Rearing back, the serpent’s shriek rattled Silas’s mind. It thrashed in the cavern, slamming walls and loosing rocks from the ceiling, and Silas grabbed Eliza, pulling her to his chest and shielding her head. The closest rocks splashed into the pool, spraying them both.

With one last shriek, Sarazan whipped around and fled, almost tangling itself in its haste to retreat.

Silas managed to breathe again.

Without the lantern, the cavern was a dark pit, and even holding Eliza, Silas couldn’t see her. He held tighter.

“What was that?” she whispered in the dark, fisting her hands in his shirt like she couldn’t bear to be separated either. “Regular cobras aren’t dangerous enough for you, so now you’re picking fights with the snake gods?”

Despite the situation, he laughed. He smoothed her hair with both hands, then cradled her face, leaning his forehead down to touch hers.

“How are you here?” he whispered.

“I told Tulip to find you,” she said, her breath warm against his face. “And I followed.”

She was a wonder.

“Just how many languages did you learn from me, apta?”

Somehow, he could feel her smile. Even without sight, every other sense tingled with an awareness of her.

He wished to never move, to hold her forever, but they weren’t safe yet.

“We have to find the Artifact,” he murmured. He’d dropped it when shielding her.

Together, they searched along damp rocks until Silas located the box. Unlike the damaged version he’d previously examined, this one brimmed with power, humming against his skin. Tentatively, he focused on it, trying to access the magic.

It was like plunging his head into the ocean. The raw force inside the Artifact stole his breath, a vast collection of magic swirled together, the bottom distant and murky.

Coming up for air, he gasped.

The Artifact retained a hazy glow, gilding Eliza’s face in the dark.

“Can you break it?” she asked.

He barely heard her, swept away by a wave of possibilities. Kerem’s hypotheticals took on color, and Silas imagined himself as an unstoppable force, changing entire countries. What use was an army in the face of a flood pulled from the ground itself?

The power lust lasted only a moment, replaced by something far more enticing—the research opportunities. What could this well of magic do for the medical field, for communication, for transportation? It could revolutionize the world.

“Silas?”

Those who had died to create it were already dead; he couldn’t change that. Should their power go to waste? Wouldn’t it be more honorable to do something with it?

Kerem’s voice echoed in his mind. The deaths will accomplish an exponential saving.

“Silas.” Eliza’s hand covered the box’s glow, light leaking through her fingers. She rested her other hand along his jaw, her thumb stroking the edge of his mouth. Her brown eyes carried a clear worry as she whispered again, “Can you break it?”

“I can’t,” he rasped. Then, with as much willpower as he could muster, he lowered his hand, leaving the box in her grip. “I need my research assistant’s help.”

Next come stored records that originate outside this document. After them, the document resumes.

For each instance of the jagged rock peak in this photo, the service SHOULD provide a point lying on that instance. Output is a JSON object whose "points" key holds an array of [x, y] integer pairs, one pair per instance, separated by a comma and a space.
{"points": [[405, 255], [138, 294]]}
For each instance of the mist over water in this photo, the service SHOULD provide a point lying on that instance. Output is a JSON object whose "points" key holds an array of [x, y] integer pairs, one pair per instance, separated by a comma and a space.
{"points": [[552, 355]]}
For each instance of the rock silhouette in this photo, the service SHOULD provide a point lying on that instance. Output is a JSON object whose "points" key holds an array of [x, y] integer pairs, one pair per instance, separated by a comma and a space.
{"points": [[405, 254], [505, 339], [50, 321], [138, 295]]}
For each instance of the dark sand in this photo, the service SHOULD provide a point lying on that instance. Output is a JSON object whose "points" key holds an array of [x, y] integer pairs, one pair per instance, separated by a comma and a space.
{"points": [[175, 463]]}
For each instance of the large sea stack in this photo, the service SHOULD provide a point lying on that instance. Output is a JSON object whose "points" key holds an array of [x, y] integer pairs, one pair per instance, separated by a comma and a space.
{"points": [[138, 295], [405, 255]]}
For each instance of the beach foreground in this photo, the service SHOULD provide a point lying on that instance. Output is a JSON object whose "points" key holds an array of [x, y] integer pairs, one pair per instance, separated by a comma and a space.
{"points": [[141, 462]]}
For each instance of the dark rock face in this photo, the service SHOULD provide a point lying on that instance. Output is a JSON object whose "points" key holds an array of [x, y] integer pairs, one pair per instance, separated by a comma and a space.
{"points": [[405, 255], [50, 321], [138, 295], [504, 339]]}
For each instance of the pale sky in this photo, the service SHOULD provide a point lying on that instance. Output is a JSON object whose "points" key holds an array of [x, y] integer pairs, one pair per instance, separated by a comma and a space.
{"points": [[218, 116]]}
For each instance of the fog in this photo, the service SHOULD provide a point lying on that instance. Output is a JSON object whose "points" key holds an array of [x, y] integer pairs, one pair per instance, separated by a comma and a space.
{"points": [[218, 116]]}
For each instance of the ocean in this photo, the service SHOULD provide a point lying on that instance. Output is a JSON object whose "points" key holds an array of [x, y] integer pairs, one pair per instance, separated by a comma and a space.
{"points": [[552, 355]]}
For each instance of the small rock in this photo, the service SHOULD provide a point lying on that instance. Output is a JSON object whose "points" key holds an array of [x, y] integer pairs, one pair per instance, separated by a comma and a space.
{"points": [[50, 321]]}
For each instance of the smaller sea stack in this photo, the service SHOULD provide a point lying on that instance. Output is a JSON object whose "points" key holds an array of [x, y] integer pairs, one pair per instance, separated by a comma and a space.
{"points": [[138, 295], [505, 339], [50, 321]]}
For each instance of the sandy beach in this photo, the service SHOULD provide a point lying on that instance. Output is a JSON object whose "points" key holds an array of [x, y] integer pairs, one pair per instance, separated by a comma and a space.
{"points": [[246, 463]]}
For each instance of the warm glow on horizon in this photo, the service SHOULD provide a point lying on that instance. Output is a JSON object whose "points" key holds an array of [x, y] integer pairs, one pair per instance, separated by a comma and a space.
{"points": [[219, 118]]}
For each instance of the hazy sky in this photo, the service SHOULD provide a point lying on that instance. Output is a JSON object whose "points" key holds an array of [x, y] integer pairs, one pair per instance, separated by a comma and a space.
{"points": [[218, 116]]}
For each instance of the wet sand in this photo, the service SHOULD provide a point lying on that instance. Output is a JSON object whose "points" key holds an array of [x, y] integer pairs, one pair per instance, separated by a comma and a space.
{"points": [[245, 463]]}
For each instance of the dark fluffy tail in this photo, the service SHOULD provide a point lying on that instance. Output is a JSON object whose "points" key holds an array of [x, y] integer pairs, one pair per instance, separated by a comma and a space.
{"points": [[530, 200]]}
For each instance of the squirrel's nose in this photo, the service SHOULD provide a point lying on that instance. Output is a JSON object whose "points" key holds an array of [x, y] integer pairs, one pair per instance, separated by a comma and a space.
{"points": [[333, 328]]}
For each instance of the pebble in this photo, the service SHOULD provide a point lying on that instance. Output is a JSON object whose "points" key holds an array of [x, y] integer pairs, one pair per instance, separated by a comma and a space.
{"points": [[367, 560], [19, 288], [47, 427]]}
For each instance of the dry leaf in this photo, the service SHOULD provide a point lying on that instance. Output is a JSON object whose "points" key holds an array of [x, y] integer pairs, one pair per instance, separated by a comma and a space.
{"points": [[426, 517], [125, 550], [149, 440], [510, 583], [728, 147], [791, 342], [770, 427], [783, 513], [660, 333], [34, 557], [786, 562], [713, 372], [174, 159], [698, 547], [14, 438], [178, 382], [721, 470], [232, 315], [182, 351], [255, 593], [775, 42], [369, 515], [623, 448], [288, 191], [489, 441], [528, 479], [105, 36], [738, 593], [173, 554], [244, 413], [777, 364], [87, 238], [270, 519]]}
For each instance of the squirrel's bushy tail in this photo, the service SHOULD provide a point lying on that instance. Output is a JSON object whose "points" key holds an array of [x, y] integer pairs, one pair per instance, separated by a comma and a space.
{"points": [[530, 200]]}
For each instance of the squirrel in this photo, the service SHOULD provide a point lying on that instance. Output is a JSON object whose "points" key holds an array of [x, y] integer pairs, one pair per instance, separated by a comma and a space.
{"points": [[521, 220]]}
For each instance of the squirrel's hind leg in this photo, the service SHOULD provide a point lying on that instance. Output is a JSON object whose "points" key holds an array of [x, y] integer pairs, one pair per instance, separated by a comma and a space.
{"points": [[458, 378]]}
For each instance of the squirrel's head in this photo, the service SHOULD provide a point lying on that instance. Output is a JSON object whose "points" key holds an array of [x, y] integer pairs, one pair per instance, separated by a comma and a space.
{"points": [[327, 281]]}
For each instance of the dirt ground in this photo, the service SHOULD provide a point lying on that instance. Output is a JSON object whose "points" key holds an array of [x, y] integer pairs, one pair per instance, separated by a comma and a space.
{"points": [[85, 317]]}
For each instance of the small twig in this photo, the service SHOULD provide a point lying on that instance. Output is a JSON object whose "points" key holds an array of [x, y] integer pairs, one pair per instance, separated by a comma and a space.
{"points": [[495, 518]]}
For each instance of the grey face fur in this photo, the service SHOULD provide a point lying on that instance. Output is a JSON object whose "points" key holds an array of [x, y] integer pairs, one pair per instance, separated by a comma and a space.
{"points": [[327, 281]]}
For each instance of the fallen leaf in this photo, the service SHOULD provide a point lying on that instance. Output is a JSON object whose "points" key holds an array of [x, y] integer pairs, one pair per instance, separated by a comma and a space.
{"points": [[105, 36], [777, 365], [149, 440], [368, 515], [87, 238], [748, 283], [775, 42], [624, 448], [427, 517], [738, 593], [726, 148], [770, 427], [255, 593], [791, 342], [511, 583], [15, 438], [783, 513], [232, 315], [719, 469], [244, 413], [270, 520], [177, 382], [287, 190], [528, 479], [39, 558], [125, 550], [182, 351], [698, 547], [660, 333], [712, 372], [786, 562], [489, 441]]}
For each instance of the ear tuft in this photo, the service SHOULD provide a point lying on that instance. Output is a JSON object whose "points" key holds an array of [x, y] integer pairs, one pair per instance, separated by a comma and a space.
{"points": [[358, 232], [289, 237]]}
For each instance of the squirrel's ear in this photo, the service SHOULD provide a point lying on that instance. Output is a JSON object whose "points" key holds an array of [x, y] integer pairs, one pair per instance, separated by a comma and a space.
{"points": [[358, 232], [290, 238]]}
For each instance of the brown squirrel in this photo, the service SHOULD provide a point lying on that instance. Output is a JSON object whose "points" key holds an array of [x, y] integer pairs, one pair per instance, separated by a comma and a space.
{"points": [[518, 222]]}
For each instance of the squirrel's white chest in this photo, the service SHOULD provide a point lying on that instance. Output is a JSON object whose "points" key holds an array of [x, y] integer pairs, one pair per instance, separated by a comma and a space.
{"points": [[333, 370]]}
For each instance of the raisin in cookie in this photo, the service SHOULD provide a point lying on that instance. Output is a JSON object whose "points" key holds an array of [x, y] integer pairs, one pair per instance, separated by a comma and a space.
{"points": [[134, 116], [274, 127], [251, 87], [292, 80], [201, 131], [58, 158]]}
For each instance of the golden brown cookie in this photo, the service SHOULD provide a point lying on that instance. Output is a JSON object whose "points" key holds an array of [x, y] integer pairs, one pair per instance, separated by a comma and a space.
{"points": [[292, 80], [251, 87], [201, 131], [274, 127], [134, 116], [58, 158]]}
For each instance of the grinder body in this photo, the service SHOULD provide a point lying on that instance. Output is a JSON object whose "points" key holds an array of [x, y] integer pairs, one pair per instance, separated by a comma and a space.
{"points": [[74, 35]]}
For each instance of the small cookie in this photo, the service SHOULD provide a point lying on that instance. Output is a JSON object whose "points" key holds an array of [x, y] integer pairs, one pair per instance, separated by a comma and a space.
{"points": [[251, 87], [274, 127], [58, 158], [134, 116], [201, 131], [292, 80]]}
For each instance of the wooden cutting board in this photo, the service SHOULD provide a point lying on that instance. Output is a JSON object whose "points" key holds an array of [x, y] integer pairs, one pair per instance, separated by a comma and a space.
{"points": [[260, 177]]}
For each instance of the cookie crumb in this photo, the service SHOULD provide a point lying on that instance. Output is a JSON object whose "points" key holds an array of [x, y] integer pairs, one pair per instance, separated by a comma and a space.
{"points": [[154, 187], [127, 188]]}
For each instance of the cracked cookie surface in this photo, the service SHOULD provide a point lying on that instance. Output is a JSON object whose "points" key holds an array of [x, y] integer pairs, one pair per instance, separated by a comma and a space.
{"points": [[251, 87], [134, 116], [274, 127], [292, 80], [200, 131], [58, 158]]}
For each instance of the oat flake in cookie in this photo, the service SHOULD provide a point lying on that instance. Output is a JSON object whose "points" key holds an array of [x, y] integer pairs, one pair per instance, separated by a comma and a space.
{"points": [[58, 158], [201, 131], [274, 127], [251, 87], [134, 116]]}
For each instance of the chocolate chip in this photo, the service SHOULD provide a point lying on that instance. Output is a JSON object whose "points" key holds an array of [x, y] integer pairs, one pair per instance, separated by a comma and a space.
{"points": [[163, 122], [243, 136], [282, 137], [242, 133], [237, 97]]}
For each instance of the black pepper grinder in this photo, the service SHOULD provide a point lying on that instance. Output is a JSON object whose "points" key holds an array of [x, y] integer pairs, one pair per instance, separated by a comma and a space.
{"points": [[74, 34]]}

A resource-draining assistant, he’d once called her. Resource-draining was just what the situation called for.

Her eyes widened. “I don’t know how to use magic!”

“You don’t have to use it well. Just use it up.”

Taking her other hand, he pressed it to the wall, then stepped back. She should feel the resonance in the Artifact, the Stone Casting begging to be used. The glow grew sharper, and Eliza’s jaw fell slack with wonder.